- Born: Charles Theodore Dotter June 14, 1920 Boston, U.S.
- Died: February 15, 1985 (aged 64) Oregon, U.S.
- Education: Duke University B.A., Cornell University M.D.
- Known for: interventional radiology
- Scientific career
- Fields: vascular radiology

= Charles Theodore Dotter =

American physician and pioneer radiologist (1920–1985)

Charles Theodore Dotter (14 June 1920 – 15 February 1985) was a pioneering American radiologist who is credited with developing interventional radiology. Dotter, with his trainee Dr Melvin P. Judkins, described angioplasty in 1964.

Dotter received a bachelor of arts degree in 1941 from Duke University. He went to medical school at Cornell, where he met his future wife, Pamela Beattie, a head nurse at New York Hospital. They married in 1944. He completed his internship at the United States Naval Hospital in New York State, and his residency at New York Hospital.

Dotter invented angioplasty and the catheter-delivered stent, which were first used to treat peripheral arterial disease. It was Dotter who, in 1950, developed an automatic X-Ray Roll-Film magazine capable of producing images at the rate of 2 per second. On January 16, 1964, at Oregon Health and Science University Dotter percutaneously dilated a tight, localized stenosis of the superficial femoral artery (SFA) in an 82-year-old woman with painful leg ischemia and gangrene who refused leg amputation.

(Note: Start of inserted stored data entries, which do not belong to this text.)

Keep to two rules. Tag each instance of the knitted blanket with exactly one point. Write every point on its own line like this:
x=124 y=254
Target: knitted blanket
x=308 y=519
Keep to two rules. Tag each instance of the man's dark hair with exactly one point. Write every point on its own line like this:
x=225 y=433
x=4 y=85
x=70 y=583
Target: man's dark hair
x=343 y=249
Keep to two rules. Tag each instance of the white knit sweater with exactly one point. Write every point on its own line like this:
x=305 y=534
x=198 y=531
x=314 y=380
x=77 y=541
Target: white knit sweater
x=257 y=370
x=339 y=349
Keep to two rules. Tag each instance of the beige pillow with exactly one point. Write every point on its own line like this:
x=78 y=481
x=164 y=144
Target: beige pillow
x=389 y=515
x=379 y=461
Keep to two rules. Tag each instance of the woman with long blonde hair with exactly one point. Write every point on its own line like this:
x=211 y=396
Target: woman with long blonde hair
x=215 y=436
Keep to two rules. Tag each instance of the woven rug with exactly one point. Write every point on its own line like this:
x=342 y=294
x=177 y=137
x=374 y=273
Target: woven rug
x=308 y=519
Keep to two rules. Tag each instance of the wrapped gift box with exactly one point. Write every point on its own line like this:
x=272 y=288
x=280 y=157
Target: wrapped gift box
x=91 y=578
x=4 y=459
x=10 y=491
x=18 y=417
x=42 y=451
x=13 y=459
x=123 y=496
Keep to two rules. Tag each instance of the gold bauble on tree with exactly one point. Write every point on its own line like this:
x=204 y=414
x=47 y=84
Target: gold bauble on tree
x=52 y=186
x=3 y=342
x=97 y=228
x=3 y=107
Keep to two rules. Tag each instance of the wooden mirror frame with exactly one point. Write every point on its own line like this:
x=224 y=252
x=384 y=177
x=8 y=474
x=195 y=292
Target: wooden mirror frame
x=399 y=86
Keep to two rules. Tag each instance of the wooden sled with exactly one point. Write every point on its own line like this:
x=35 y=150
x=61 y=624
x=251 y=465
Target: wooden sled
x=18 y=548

After successful dilation of the stenosis with a guide wire and coaxial Teflon catheters, the circulation returned to her leg. The dilated artery stayed open until her death from pneumonia two and a half years later. He also developed liver biopsy through the jugular vein, initially in animal models and in 1973 in humans.

Charles Dotter is commonly known as the "Father of Interventional Radiology." He served as the chairman of the School of Medicine Department of Diagnostic Radiology at Oregon Health Sciences University for 33 years, from 1952 until his death in 1985. The University now boasts the Dotter Interventional Institute in his honor.